Bulutlarda uçarmış; bir Güneş gibi başın...
Bakışların ok imiş, gergin bir yaymış kaşın.
Sevdanın gizli oku...Nice sineler delmiş,
Senin bir tek bakışın, Dünya'lara bedelmiş!
Bakışların insanı, can evinden vururmuş.
Sana gönül verenler; günden-güne kururmuş.
Sözlerin yasa olur, emredici fermanmış.
Ölesi hastalara, senin sesin dermanmış.
Bakışların alevmiş, dudakların al kanmış.
Saçların altın teli,Yüzün pembe bir tanmış...
Selviler kıskanırmış, sen yolda yüyür iken;
Rahat gezesin diye; Gül'e dönermiş diken!
Yalçın doruklarda kar hep seni kıskanırmış;
Seni görünceye dek kendini; ak sanırmış!
Seni görmek içinmiş, çiğdemler tez açarmış.
Senle yarışsın diye Sümbül koku saçarmış...
Çaylar,dere,ırmaklar billur gibi akarmış,
Seni gördüklerinde, akmaz; sana bakarmış.
Her gönülde bir yara kapanmaz bir izmişsin.
Çiçekli bahar dalı, taze bir filizmişsin...
Seni görmeyen yaprak dalında bir gazelmiş.
Senin bir tek gülüşün, Bin çiçekten güzelmiş.
Boyun fidandan öte, Pelin'in bir dalıymış,
Dilin, Bin-bir çiçeğin; toplanan saf balıymış!
Seni her kim ki görse yakınırmış bahtından.

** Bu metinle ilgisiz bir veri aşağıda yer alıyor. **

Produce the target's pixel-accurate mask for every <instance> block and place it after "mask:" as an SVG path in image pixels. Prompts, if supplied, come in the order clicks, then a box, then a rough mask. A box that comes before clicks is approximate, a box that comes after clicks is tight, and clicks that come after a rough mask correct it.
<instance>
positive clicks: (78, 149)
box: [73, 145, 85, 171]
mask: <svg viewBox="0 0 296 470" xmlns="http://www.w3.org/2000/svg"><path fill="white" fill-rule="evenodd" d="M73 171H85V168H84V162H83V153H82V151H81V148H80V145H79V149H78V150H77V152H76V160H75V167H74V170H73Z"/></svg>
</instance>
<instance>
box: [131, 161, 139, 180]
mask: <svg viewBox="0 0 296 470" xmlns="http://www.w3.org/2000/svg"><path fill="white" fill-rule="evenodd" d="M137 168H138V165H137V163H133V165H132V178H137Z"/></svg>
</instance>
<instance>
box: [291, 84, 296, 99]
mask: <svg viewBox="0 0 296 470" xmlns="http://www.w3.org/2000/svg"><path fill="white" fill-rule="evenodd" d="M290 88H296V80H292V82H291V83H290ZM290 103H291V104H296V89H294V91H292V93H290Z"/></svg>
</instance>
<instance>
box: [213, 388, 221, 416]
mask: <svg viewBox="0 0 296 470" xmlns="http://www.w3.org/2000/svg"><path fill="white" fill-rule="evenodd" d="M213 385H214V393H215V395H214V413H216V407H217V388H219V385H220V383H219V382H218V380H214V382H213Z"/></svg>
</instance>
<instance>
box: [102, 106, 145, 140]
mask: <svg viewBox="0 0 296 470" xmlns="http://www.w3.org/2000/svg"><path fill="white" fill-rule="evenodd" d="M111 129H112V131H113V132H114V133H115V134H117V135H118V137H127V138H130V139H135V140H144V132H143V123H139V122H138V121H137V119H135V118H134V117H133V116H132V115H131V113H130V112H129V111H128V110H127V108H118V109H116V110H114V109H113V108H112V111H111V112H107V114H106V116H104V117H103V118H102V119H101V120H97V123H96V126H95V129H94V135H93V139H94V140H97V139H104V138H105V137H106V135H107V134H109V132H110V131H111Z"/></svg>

Tahtta hükümdar olsa, vazgeçermiş tahtından.
Gözlerini bir gören, ömrünce '' Ah! ... '' çekermiş.
Hünkar olsa Dünya'ya, önünde diz çökermiş.
Önünde durulmazmış, aşkın deli bir selmiş...

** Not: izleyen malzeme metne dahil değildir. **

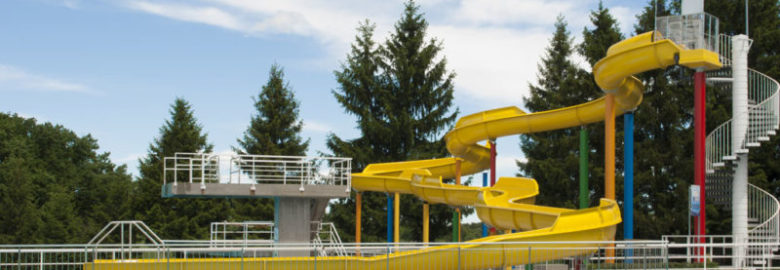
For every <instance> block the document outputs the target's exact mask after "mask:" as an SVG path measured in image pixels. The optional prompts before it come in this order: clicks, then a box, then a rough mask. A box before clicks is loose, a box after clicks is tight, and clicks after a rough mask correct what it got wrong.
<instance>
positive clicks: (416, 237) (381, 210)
mask: <svg viewBox="0 0 780 270" xmlns="http://www.w3.org/2000/svg"><path fill="white" fill-rule="evenodd" d="M427 27H428V23H427V21H426V20H425V18H424V17H423V14H422V13H421V12H420V11H419V6H417V5H416V4H415V3H414V2H407V3H406V4H405V9H404V13H403V15H402V17H401V18H400V19H399V21H398V22H397V23H396V25H395V29H394V31H393V32H392V33H391V36H390V38H389V39H388V40H386V41H385V42H384V43H383V44H379V45H378V44H376V43H375V42H374V41H373V31H374V25H372V24H370V23H369V22H367V21H366V22H363V23H361V24H360V25H359V27H358V28H357V30H358V35H357V36H356V39H355V42H354V43H353V44H352V50H351V52H350V54H349V55H348V56H347V60H346V62H345V63H344V64H343V65H342V67H341V70H338V71H335V72H334V74H335V76H336V79H337V81H338V82H339V85H340V87H339V89H338V91H334V92H333V94H334V96H335V97H336V99H337V101H338V102H339V103H340V104H341V105H342V106H343V107H344V109H345V110H346V111H347V113H349V114H352V115H355V116H356V117H357V118H358V121H357V125H358V128H359V129H360V131H361V137H359V138H356V139H352V140H343V139H341V138H339V137H338V136H336V135H335V134H331V135H330V136H329V137H328V142H327V145H328V148H329V149H330V150H331V151H332V152H333V153H334V154H335V155H338V156H350V157H352V158H353V168H354V169H355V170H362V169H363V168H364V167H365V166H366V165H367V164H369V163H375V162H389V161H403V160H411V159H425V158H432V157H443V156H446V155H447V151H446V149H445V147H444V141H443V140H442V138H441V135H442V133H443V132H444V131H446V130H448V129H449V128H450V127H451V126H452V123H453V122H454V120H455V117H456V116H457V109H455V110H454V111H453V110H452V105H453V104H452V101H453V96H452V94H453V78H454V76H455V74H454V73H452V72H449V71H447V68H446V63H447V62H446V58H444V57H440V56H439V54H440V52H441V50H442V44H441V42H439V41H438V40H436V39H426V31H427ZM354 209H355V203H354V197H350V198H348V199H344V200H339V201H337V202H335V203H333V204H331V212H330V213H329V214H328V216H327V217H326V218H327V219H329V220H331V221H334V222H335V223H336V225H337V227H338V228H339V230H340V231H341V232H342V237H344V238H345V239H348V240H351V237H352V235H354ZM363 209H364V212H363V213H364V215H363V221H362V222H363V224H364V226H363V228H364V230H363V235H364V237H363V240H364V241H366V242H370V241H381V240H383V239H385V237H386V229H387V227H386V213H387V212H386V195H382V194H376V193H370V192H368V193H364V195H363ZM401 209H402V212H401V224H402V228H401V230H400V231H401V239H403V240H404V241H418V240H419V239H421V237H422V232H421V230H420V228H421V227H422V224H421V222H422V217H421V215H422V203H421V201H420V200H419V199H417V198H414V197H413V196H402V199H401ZM464 213H468V211H465V212H464ZM430 217H431V219H430V225H431V230H430V231H431V235H430V237H431V239H437V237H439V236H441V235H446V234H449V232H450V231H449V229H448V228H449V227H450V226H451V219H450V218H451V217H452V211H451V209H450V208H449V207H446V206H443V205H432V206H431V209H430Z"/></svg>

Senin aşkın herkese; zamansız bir ecelmiş.
Gözlerinde yaş ile yollarında yorgunmuş:
Seni tanıyan herkes; can evinden vurgunmuş! ...

Sen ki nefesler kesen,
Bir meltem olup esen,
Nerden bilirdim ki, sen:
Karşıma çıkacaksın!

Seni böyle duymuştum. seni Bin-bir biçimde...
Bir kez görmeye seni, hasret yandı içimde.

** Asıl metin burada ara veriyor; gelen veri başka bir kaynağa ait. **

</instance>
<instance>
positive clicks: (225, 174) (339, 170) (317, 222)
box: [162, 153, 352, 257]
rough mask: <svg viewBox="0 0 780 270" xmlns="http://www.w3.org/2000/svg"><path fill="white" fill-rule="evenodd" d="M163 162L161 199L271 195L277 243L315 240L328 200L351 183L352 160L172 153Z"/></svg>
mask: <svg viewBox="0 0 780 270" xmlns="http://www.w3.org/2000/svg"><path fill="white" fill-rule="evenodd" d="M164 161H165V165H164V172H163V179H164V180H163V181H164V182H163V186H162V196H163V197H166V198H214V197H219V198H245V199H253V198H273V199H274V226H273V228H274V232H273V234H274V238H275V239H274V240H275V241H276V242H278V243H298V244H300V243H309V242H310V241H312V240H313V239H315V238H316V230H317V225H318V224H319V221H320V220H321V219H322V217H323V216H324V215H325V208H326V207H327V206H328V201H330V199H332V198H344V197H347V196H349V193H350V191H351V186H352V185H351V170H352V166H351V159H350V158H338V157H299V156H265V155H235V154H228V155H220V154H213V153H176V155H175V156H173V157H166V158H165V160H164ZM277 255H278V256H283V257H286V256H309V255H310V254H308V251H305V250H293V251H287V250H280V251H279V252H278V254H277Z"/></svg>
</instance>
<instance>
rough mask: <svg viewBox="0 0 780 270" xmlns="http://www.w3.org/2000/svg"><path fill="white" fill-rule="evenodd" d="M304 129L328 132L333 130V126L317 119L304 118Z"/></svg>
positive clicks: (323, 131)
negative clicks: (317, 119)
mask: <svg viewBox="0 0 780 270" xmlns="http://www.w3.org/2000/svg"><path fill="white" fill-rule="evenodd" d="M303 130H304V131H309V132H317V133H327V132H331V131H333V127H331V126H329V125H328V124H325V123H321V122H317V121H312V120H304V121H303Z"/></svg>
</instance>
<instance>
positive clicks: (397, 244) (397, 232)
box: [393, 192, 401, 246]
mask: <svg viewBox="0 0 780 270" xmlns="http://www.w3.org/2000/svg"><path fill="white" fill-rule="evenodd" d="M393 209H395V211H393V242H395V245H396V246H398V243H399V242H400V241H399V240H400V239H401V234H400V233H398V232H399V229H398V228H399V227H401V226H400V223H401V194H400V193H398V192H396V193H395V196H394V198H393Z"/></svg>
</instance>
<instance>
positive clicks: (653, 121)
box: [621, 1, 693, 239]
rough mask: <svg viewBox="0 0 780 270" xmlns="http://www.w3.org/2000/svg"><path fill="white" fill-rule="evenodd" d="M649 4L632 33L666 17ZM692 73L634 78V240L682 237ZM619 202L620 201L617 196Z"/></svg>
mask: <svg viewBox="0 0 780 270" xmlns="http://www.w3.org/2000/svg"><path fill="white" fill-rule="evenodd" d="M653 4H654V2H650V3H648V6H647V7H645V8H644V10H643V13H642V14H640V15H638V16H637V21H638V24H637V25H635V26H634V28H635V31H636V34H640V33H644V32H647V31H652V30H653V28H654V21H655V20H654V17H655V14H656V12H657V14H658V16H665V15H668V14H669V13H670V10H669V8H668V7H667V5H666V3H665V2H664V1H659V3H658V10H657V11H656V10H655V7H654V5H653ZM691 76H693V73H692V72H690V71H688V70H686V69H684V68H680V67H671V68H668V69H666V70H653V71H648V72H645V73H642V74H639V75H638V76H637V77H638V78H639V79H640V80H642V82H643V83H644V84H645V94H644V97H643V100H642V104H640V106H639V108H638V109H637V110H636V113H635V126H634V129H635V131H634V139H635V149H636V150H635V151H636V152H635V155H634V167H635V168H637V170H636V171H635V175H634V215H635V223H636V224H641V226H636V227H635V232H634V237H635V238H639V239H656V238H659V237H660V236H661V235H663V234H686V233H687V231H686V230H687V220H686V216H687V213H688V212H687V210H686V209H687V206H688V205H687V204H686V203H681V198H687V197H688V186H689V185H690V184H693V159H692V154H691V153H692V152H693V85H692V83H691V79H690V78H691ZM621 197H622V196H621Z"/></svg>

Gittiğim her yerde dünyamda Arş'ımdaydın,
Hiç beklemediğim bir gün ansızın karşımdaydın!
Bir anlık bir bakışın bak beni de vurmuştu.
Sonsuzda dönen dünya işte o an durmuştu.
Işığına boğuldum, Dört-bir yana taşmıştı,
Karşımda bir Güneş'tin gözlerim kamaşmıştı.
Seni gören bu gözler hiç kimseye kanar mı?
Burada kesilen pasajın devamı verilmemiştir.